JOHANNESBURG: China spent $240 billion in bailing out 22 developing countries between 2008 and 2021, with the amount soaring in recent years as more have struggled to repay loans spent on building “Belt and Road” infrastructure, a study published on Tuesday showed.

According to the report conducted by World Bank researchers, Harvard Kennedy School, AidData and the Kiel Institute for the World Economy, almost 80 per cent of the lending was made between 2016 and 2021, mainly to middle-income countries including Argentina, Mongolia and Pakistan.

China has lent hundreds of billions of dollars to build infrastructure in developing countries, but lending has tailed off since 2016 as many projects have failed to pay the expected financial dividends.

The study highlighted the lending of $170bn to only 13 countries from 2012-2021, with Pakistan, Egypt and Turkey being those “which made large draw-downs” during financial distress in this period.

Furthermore, it also analyzed the continuous rescue bailouts to “some debtors, like Argentina, Mongolia or Pakistan, who have received the continuous balance of payments support from Chinese banks” while not repaying it on their principal schedules.

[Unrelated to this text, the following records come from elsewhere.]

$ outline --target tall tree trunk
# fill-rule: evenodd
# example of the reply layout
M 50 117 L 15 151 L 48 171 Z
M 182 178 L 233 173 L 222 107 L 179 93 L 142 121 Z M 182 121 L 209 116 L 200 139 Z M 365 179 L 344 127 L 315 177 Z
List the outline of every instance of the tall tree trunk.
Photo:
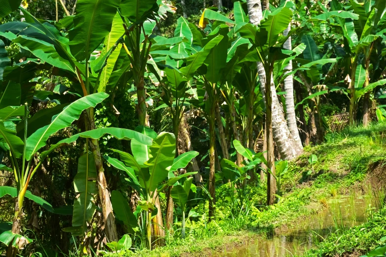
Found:
M 218 134 L 220 137 L 220 145 L 221 147 L 222 151 L 222 158 L 229 160 L 229 153 L 228 152 L 228 143 L 225 138 L 225 133 L 224 132 L 224 128 L 221 122 L 221 116 L 220 115 L 220 108 L 218 108 L 218 104 L 215 105 L 216 121 L 217 122 L 217 127 L 218 128 Z
M 300 102 L 303 100 L 301 86 L 300 86 L 299 83 L 296 83 L 296 85 L 295 89 L 296 100 L 298 102 Z M 298 110 L 299 111 L 299 120 L 300 120 L 300 128 L 302 130 L 301 133 L 302 141 L 304 145 L 308 145 L 310 144 L 310 134 L 308 132 L 307 122 L 306 121 L 306 116 L 304 114 L 304 108 L 303 104 L 299 105 Z
M 257 26 L 260 24 L 260 22 L 263 18 L 260 1 L 259 0 L 248 0 L 247 5 L 249 22 L 254 25 Z M 266 76 L 263 64 L 258 62 L 257 69 L 260 88 L 262 92 L 264 92 Z M 276 95 L 275 84 L 272 80 L 270 80 L 272 98 L 272 121 L 273 136 L 281 157 L 284 160 L 291 160 L 302 154 L 303 149 L 299 147 L 291 135 Z M 263 94 L 263 99 L 265 97 L 265 95 Z M 266 100 L 264 99 L 264 101 Z
M 153 200 L 154 201 L 154 206 L 158 209 L 157 215 L 153 218 L 153 236 L 152 237 L 154 246 L 163 246 L 165 245 L 165 229 L 164 228 L 162 222 L 162 212 L 161 210 L 161 204 L 160 204 L 160 198 L 156 197 L 157 190 L 155 190 L 154 195 L 153 196 Z M 172 217 L 173 218 L 173 217 Z
M 185 4 L 185 0 L 181 0 L 181 7 L 182 8 L 182 16 L 185 19 L 187 19 L 188 15 L 186 14 L 186 6 Z
M 217 7 L 219 11 L 222 9 L 222 0 L 213 0 L 213 5 Z
M 371 50 L 369 51 L 370 52 Z M 369 69 L 370 68 L 370 52 L 365 53 L 365 71 L 366 73 L 366 78 L 365 79 L 363 88 L 365 88 L 369 85 L 370 83 L 370 76 L 369 74 Z M 367 127 L 370 122 L 370 92 L 365 94 L 363 96 L 363 126 Z
M 240 138 L 239 136 L 239 130 L 237 129 L 237 126 L 236 124 L 236 113 L 235 109 L 235 103 L 234 102 L 232 102 L 231 108 L 231 123 L 232 124 L 232 129 L 233 131 L 233 137 L 235 139 L 240 141 Z M 242 162 L 243 162 L 243 156 L 238 152 L 236 152 L 236 158 L 237 160 L 237 165 L 240 166 Z
M 209 220 L 215 216 L 216 192 L 215 188 L 214 163 L 215 162 L 215 131 L 214 130 L 214 105 L 212 105 L 208 119 L 209 123 L 209 193 L 211 199 L 209 201 Z
M 288 35 L 288 32 L 291 30 L 291 24 L 288 24 L 288 27 L 284 31 L 284 35 Z M 292 50 L 292 46 L 291 43 L 291 37 L 289 37 L 284 43 L 284 48 L 288 50 Z M 284 68 L 287 70 L 285 73 L 292 71 L 292 61 L 290 61 L 288 64 Z M 287 114 L 287 125 L 289 131 L 292 135 L 294 140 L 298 144 L 299 147 L 303 149 L 302 140 L 299 135 L 298 126 L 296 125 L 296 115 L 295 114 L 295 102 L 293 97 L 293 76 L 290 75 L 284 80 L 284 91 L 286 92 L 285 94 L 285 110 Z
M 269 9 L 269 0 L 262 0 L 261 1 L 262 9 L 263 10 Z
M 86 129 L 93 130 L 95 129 L 95 123 L 94 120 L 94 108 L 90 108 L 86 120 Z M 95 167 L 98 174 L 98 186 L 99 193 L 99 199 L 102 205 L 103 221 L 105 223 L 105 232 L 109 241 L 118 241 L 115 221 L 112 212 L 112 205 L 110 200 L 110 193 L 108 191 L 106 178 L 103 169 L 102 158 L 99 149 L 99 142 L 98 139 L 90 140 L 90 147 L 94 156 Z
M 138 80 L 136 87 L 137 88 L 137 96 L 138 101 L 137 108 L 138 112 L 140 125 L 148 126 L 149 121 L 147 119 L 146 111 L 146 91 L 143 76 Z

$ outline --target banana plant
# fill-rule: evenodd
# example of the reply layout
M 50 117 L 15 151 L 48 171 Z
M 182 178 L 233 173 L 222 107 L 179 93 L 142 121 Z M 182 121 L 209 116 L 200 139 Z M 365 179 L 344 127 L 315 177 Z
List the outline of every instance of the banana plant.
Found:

This analysis exemplified three subsequent loans, taken by Pakistan from 1998-1999 amid an acute shortage of foreign exchange reserves, as an early record of serial rescue lending, adding that “none of the Bank of China loans were repaid on their scheduled maturity dates”, however, it took Pakistan 14 years to repay the set of loans.

“Beijing is ultimately trying to rescue its banks. That’s why it has gotten into the risky business of international bailout lending,” said Carmen Reinhart, a former World Bank chief economist and one of the study’s authors.

Chinese loans to countries in debt distress soared from less than 5pc of its overseas lending portfolio in 2010 to 60pc in 2022, the study found.

Argentina received the most, with $111.8bn, followed by Pakistan with $48.5bn and Egypt with $15.6bn. However, nine countries received less than $1bn.

The People’s Bank of China’s (PBOC) swap lines accounted for $170bn of the financing, including in Suriname, Sri Lanka and Egypt. Bridge loans or balance of payments support by Chinese state-owned banks and companies was $70bn. Rollovers of both kinds of loans were $140bn.

The study was critical of some central banks potentially using the PBOC swap lines to artificially pump up their foreign exchange reserve figures.

China’s rescue lending is “opaque and uncoordinated,” said Brad Parks, one of the report’s authors, and director of AidData, a research lab at The College of William & Mary in the United States. China’s government hit back at the criticism, saying its overseas investments operated on “the principle of openness and transparency”.

“China acts in accordance with market laws and international rules, respects the will of relevant countries, has never forced any party to borrow money, has never forced any country to pay, will not attach any political conditions to loan agreements, and does not seek any political self-interest,” foreign ministry spokesperson Mao Ning said at a news conference.

The bailout loans are mainly concentrated in the middle-income countries that make up four-fifths of its lending, due to the risk they pose to Chinese banks’ balance sheets, whereas low-income countries are offered grace periods and maturity extensions, the report said.